Quotations of the main currencies before the Federal Reserve meeting in the evening with no significant fluctuations. After August, the state budget is still in surplus. The EUR/PLN pair remains close to the levels at midday.
The afternoon changes in the currency market are very limited. The EUR/USD pair remains close to the 1.20 boundary. Also, changes in the pound are relatively small once the fluctuations related to the publication of retail sales data on the British Isles was published. The franc, one of the global risk indicators in the world, also remains low especially in relation to the euro. The EUR/CHF pair is moving above the 1.1500 boundary.
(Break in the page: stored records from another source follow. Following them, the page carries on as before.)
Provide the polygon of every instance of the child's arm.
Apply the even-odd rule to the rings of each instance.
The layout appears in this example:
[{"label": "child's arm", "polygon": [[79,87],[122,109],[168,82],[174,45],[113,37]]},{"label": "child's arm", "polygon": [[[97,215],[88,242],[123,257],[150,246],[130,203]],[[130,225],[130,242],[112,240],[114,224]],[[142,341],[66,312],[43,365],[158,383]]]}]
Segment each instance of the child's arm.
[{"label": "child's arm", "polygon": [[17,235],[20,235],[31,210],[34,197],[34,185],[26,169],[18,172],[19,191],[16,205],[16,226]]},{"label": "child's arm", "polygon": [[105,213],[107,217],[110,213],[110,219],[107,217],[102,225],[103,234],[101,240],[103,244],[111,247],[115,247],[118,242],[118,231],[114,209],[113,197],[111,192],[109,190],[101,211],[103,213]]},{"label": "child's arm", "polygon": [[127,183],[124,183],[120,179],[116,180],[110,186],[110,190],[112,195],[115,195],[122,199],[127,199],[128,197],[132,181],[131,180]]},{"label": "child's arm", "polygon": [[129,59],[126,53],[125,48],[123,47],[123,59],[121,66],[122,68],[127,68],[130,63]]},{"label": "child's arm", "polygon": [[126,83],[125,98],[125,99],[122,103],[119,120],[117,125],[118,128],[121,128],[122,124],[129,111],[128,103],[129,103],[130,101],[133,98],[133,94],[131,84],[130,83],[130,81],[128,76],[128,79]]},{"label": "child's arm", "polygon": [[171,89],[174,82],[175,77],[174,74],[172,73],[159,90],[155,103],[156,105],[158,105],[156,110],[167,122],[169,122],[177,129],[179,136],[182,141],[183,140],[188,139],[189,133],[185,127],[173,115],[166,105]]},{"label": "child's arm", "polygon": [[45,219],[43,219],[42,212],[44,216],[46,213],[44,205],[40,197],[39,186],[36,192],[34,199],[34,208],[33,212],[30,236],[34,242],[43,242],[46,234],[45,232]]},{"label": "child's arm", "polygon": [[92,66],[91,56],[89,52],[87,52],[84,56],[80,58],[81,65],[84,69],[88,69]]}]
There is a slim chance for significant changes until the Federal Reserve meeting this evening. Market participants, not only the foreign exchange ones but above all the debt instruments, will want to learn from the Fed what the attitude of the US monetary authorities towards future inflation and the level of interest rates is.
The core scenario is to leave the majority of forecasts (especially those for 2017 and 2018) unchanged. Given that part of the market assumes lowering the median of future interest rates, the implementation of the underlying solution should increase the yield on US treasury bonds and the dollar.
However, it is unlikely that this will be a surprise in the context of other issues raised during the previous months. A real change in interest rates at the current meeting is unlikely. This is due to low inflationary pressure and June's FOMC projections.
Additionally, at today's meeting, the date of starting the Fed balance sheet reduction should be announced. Many details of this operation are already known. The Fed wants to start with a monthly reduction of 6 billion USD in treasury bonds and 4 billion USD in mortgage-backed instruments (MBS). After each quarter, this figure will be increased by a further 6 billion and 4 billion to reach 30 and 20 billion on bonds and MBS respectively. The only unknown factor is when these measures will start. It is most likely to be in October. This information should not cause more movements on the market.
Stable zloty. Positive data on the budget's realisation
Time for good data from the Polish economy continues. To the strong increases in industrial production published by the Polish Central Statistical Office (GUS) yesterday joined estimates of the Ministry of Finance on the budget. In the period January-August, the national budget had a surplus of less than 5 billion PLN. Only a few weeks ago, they were afraid that after August they would already have a deficit. Of course, this is good information for the zloty, although the reaction on the PLN after the announcement was very limited.
The next hours to the Federal Reserve meeting should not bring greater movements in the national currency. However, the statement from the Fed may be a bit more hawkish than it is valued by the market, which would probably weaken the zloty despite positive reports from the country. In such a scenario, it is possible that the EUR/PLN pair could increase by approx 2 gr and in relation to the dollar by even 4-5 gr.